To estimate the “COVID penalty,” as we call it in the story, we fit a statistical model (a GAM) with the coupon rate (effectively, the interest rate public financing entities pay on their debt) as the dependent variable and COVID rates in the month prior to the issuance of the bond, specifics of the bond, broader economic variables, and census information as the dependent variables. The idea here is to control for as many variables relevant to the coupon rate as possible while simultaneously estimating the effect of COVID on the coupon rate.
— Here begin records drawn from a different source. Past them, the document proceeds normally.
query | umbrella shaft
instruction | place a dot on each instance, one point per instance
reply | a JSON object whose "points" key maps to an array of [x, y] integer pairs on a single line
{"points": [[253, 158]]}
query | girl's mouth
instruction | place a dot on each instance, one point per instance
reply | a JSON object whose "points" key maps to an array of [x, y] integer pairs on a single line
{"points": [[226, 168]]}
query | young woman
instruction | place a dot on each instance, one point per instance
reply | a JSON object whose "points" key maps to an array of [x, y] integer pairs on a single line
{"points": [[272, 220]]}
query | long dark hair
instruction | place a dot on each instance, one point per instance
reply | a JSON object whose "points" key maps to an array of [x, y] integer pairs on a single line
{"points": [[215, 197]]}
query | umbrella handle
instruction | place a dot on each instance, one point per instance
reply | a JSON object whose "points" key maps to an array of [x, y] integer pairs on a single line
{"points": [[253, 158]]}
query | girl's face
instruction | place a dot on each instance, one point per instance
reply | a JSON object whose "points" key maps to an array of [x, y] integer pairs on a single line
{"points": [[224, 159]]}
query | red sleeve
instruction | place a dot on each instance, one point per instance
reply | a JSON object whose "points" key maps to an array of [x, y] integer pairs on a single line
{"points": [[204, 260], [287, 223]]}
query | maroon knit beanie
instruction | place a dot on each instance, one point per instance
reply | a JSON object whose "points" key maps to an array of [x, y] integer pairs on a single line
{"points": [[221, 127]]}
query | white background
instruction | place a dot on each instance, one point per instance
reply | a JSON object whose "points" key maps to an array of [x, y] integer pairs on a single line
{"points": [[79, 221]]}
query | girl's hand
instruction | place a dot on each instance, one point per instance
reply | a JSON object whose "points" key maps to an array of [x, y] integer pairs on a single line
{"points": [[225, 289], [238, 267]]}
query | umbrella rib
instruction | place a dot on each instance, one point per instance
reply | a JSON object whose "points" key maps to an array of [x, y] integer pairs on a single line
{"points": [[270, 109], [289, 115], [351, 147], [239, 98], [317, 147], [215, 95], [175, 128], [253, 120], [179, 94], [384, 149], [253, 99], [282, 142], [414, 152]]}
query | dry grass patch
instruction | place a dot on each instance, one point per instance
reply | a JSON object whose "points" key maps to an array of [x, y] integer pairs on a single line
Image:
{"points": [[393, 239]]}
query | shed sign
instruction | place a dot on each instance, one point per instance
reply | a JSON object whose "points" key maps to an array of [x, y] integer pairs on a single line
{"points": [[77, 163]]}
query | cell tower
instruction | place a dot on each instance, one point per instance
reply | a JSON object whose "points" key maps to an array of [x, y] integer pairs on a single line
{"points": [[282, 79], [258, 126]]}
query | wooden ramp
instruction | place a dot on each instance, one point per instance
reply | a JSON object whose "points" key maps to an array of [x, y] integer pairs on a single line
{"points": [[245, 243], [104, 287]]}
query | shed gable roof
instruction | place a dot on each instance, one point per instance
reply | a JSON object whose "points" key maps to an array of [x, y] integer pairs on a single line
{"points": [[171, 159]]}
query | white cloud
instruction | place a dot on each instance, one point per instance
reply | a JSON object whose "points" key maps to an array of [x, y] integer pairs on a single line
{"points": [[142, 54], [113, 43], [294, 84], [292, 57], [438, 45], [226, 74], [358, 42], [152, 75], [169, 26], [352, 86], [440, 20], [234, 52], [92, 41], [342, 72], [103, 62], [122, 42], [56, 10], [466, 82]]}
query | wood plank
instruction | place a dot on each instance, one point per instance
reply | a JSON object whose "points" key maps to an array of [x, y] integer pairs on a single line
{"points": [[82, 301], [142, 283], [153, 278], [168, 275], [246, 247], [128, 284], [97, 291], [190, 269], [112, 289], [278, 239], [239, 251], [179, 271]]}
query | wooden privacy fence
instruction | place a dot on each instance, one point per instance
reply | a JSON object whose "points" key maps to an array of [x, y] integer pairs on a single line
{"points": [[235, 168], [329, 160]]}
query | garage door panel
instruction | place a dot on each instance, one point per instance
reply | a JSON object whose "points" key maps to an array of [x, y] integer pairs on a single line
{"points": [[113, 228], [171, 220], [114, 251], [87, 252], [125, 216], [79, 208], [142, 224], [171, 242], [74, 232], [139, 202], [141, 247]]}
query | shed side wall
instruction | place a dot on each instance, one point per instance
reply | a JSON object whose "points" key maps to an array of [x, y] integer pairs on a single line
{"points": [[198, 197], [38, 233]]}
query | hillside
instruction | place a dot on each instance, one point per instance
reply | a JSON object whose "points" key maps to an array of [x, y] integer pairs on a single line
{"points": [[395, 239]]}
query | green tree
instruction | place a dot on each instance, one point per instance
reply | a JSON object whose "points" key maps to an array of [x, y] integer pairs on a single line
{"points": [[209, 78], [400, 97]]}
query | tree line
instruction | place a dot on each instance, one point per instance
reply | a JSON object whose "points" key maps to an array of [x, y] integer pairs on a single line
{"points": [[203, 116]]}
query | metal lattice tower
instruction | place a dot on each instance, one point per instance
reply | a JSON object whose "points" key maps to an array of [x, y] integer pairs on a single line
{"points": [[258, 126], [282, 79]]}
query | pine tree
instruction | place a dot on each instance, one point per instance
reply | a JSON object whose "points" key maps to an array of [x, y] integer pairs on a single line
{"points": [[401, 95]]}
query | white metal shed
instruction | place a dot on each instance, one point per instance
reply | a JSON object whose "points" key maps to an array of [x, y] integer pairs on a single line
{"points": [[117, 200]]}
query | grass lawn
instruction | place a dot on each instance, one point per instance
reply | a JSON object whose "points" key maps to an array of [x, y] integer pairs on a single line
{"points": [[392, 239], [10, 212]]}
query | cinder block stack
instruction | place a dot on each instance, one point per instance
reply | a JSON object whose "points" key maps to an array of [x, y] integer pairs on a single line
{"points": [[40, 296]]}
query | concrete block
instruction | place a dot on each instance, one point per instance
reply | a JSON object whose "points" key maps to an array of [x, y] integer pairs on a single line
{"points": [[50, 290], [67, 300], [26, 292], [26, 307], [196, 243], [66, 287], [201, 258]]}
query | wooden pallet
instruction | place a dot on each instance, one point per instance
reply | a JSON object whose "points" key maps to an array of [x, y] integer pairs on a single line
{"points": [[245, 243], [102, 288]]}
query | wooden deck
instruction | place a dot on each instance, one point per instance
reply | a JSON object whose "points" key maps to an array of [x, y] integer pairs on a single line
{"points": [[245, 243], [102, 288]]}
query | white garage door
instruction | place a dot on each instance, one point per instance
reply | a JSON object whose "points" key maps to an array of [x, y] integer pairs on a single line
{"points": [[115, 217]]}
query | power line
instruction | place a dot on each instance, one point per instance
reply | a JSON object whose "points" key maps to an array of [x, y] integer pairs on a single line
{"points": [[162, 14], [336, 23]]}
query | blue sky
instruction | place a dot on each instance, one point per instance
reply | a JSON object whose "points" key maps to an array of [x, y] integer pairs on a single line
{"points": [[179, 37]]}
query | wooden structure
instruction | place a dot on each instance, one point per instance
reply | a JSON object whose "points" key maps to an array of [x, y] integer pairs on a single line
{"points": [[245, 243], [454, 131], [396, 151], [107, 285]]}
We then took the estimated coefficient for COVID and calculated the coupon rate for each bond issued post-COVID without the effect of COVID. Finally, we used that adjusted coupon rate to calculate the difference in interest payments over the remaining life of the bonds.
This is really statistical analysis as data journalism. More so than other projects, this story required a rigorous approach to statistics with a deep understanding of the model and uncertainties in the estimates. As argued by Irineo Cabreros in a 2021 Undark Magazine piece, journalists doing sophisticated analyses need to be cautious of these sorts of stories and use as many of the safeguards peer review attempts to ensure in the academic sciences.
That meant months of model checking to understand the qualities of our model residuals, sensitivity analysis to understand how the choice of a particular GAM affects the inferences, conversations with subject-matter experts, and a methodological review by Michael Lavine, professor emeritus of statistics at the University of Massachusetts Amherst. A full treatment of our model checking is available at this GitHub.
Lastly, we used a regression discontinuity design (a well-respected, post-treated method for estimating causal effects) to see whether the estimated effect of COVID was consistent with a jump in the coupon rate in early March.
It was, and we found that the coupon rate, despite responding well to congressional stimulus and Federal Reserve action, began climbing once again in fall 2020, consistent with the Federal Reserve’s research on related topics.
Our work revealed discrepancies and complexities in the financial effects of COVID on Georgians and how the bankruptcy system treats filers, but it also makes clear the difficulties in computational journalism projects. Our aim in making our work fully available online is to provide methodological guideposts and reusable code to other organizations hoping to undertake similar investigative series.